Alors que le projet de renouveau économique de la base aérienne piétine, les collectivités concernées par le projet viennent de prolonger d’un an minimum le CRSD (Contrat de Redynamisation du Site de Défense) afin de poursuivre les actions engagées et attirer de nouvelles subventions.

Les premiers coups de pioches se font attendre sur la base aérienne de Brétigny-sur-Orge. Promise à un bel avenir en 2012 avec la signature du Contrat de Redynamisation du Site de Défense, la « BA 217 » n’est toujours pas occupée.
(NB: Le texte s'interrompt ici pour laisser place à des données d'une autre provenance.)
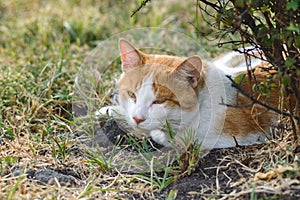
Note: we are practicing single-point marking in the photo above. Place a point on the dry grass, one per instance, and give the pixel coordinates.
(42, 46)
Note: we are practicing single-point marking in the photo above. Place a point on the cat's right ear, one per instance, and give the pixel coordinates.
(129, 55)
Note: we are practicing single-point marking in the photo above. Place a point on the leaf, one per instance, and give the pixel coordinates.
(290, 62)
(286, 79)
(293, 5)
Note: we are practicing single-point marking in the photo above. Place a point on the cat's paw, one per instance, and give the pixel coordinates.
(109, 111)
(104, 111)
(160, 137)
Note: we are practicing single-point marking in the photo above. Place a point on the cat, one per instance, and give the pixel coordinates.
(191, 95)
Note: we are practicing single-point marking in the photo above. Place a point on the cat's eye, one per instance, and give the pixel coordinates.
(159, 101)
(132, 95)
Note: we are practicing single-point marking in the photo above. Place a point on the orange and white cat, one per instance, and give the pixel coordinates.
(190, 94)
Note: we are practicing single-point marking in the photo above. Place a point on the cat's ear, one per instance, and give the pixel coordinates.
(129, 55)
(190, 70)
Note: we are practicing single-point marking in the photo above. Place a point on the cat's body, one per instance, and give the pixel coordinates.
(191, 95)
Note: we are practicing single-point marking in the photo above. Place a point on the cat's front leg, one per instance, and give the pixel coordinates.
(111, 111)
(160, 137)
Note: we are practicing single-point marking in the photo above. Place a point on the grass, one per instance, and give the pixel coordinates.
(42, 47)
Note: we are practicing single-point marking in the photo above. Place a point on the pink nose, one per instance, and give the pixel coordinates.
(138, 120)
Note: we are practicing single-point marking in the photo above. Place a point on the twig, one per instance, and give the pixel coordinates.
(255, 101)
(143, 3)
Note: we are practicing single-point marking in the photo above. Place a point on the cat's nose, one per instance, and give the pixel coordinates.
(138, 120)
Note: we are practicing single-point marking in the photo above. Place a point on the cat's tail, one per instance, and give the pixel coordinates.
(234, 62)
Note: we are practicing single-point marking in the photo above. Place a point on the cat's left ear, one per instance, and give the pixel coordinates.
(190, 70)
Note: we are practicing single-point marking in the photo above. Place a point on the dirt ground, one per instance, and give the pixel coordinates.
(234, 173)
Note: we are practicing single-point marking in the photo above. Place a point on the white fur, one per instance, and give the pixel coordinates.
(205, 121)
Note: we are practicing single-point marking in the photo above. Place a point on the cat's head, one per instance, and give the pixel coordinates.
(156, 88)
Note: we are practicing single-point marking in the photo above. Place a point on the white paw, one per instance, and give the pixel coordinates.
(104, 111)
(160, 137)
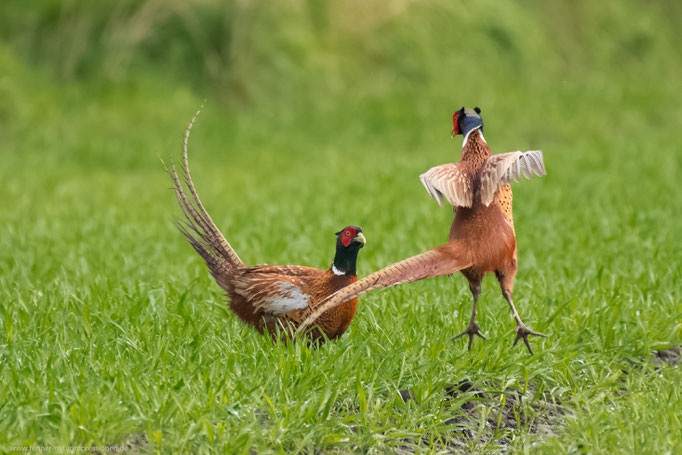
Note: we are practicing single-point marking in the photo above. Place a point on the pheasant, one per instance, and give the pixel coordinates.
(482, 237)
(276, 298)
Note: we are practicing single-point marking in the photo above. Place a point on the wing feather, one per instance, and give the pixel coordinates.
(500, 170)
(449, 181)
(442, 260)
(274, 289)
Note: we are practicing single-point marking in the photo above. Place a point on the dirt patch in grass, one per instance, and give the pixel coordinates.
(668, 356)
(486, 417)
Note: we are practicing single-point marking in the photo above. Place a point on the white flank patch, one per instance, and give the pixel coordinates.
(290, 298)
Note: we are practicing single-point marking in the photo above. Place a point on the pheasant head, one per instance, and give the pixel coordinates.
(464, 121)
(349, 240)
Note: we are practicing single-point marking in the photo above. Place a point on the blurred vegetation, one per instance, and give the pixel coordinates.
(319, 114)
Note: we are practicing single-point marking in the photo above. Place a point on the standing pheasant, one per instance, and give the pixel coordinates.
(482, 238)
(276, 298)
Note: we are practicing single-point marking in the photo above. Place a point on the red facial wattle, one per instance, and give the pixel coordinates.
(347, 236)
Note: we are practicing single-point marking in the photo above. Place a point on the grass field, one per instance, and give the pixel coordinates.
(320, 115)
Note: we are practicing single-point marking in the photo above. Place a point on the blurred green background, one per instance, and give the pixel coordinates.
(321, 114)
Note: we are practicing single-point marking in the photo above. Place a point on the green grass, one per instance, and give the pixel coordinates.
(111, 329)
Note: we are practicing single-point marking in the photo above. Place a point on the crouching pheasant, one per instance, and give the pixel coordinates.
(482, 238)
(276, 298)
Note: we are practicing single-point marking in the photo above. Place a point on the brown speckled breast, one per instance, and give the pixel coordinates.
(504, 198)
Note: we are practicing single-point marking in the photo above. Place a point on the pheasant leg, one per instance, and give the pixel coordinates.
(473, 328)
(521, 330)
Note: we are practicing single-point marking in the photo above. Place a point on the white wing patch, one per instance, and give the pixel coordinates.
(500, 170)
(287, 297)
(447, 180)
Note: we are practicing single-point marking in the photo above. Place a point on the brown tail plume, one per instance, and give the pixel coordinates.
(443, 260)
(199, 228)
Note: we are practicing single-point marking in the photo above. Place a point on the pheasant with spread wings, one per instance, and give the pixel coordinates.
(482, 238)
(276, 298)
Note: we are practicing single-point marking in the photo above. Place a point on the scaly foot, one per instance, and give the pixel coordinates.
(472, 330)
(522, 332)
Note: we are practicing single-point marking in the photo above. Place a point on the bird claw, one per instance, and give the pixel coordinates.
(522, 332)
(472, 330)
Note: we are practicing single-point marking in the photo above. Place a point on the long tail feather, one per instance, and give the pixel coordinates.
(209, 242)
(442, 260)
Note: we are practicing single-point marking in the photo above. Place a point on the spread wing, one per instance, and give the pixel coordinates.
(274, 289)
(451, 181)
(442, 260)
(500, 170)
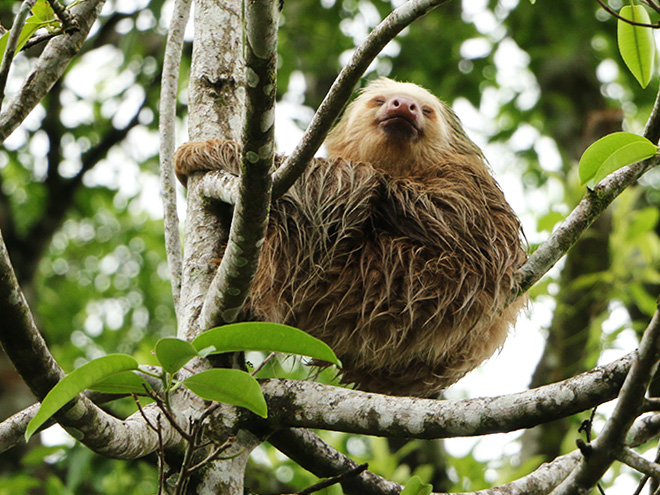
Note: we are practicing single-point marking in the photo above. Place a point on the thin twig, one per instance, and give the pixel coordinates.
(168, 415)
(611, 440)
(68, 21)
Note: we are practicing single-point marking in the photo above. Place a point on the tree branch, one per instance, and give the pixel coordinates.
(342, 88)
(637, 462)
(230, 286)
(49, 67)
(308, 450)
(603, 451)
(12, 42)
(215, 110)
(588, 209)
(28, 352)
(168, 98)
(314, 405)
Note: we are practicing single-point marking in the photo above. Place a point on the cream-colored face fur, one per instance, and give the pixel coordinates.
(394, 125)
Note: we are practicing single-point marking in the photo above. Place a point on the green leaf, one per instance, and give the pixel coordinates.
(612, 152)
(262, 336)
(173, 353)
(125, 382)
(636, 43)
(416, 486)
(77, 381)
(229, 386)
(43, 16)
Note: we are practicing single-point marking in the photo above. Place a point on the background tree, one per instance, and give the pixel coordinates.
(79, 175)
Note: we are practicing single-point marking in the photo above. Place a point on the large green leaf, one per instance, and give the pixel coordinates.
(636, 43)
(43, 17)
(262, 336)
(126, 382)
(612, 152)
(174, 353)
(78, 380)
(229, 386)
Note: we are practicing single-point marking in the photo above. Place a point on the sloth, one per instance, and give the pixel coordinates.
(399, 250)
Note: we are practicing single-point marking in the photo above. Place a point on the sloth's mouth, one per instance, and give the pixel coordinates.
(399, 126)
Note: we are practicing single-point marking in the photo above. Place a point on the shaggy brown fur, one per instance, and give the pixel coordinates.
(401, 259)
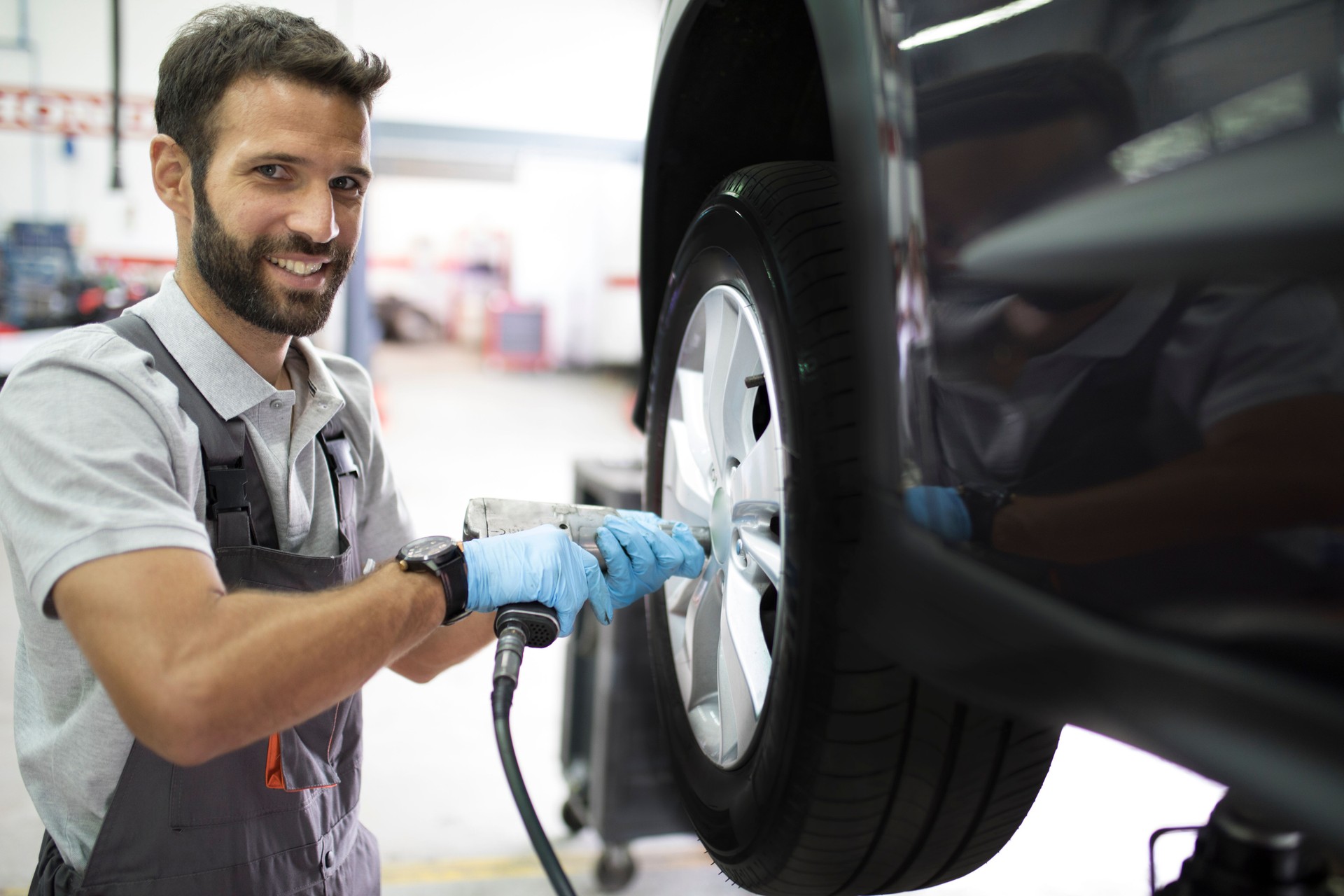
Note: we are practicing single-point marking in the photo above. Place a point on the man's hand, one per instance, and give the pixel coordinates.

Start-up, grandes entreprises, producteurs spécialisés en maraîchage bio et autre cluster drone ne s’installeront que lorsque l’État signera l’acte de rétrocession des terrains de la base aérienne aux collectivités concernées par le projet. Trois ans après la signature du CRCD, les acteurs du projet commencent à perdre patience, à commencer par les entreprises qui doivent s’implanter sur le territoire. Deux d’entre elles auraient déjà jeté l’éponge selon Sylvain Tanguy, maire du Plessis-Pâté. « L’État veut absolument cadrer le dossier et cela traîne. Du coup, les entreprises souhaitent partir, car elles attendent depuis trop longtemps », confiait-il le fin juin.

Pour regagner la confiance des différents acteurs du projet et affirmer leur envie de voir la reconversion de la BA 217 aboutir, les collectivités rassemblées autour du projet ont signé jeudi 2 juillet un avenant pour la reconduction du CRSD pour une durée d’un an minimum. Par cet acte, l’agglomération du Val d’Orge, la communauté de communes du Val d’Essonne, les villes de Brétigny-sur-Orge, du Plessis-Pâté, de Leudeville et de Vert-le-Grand espèrent ainsi accélérer le processus de rétrocession des terrains de l’ancienne base aérienne de Brétigny et obtenir de nouvelles subventions pour son renouveau économique.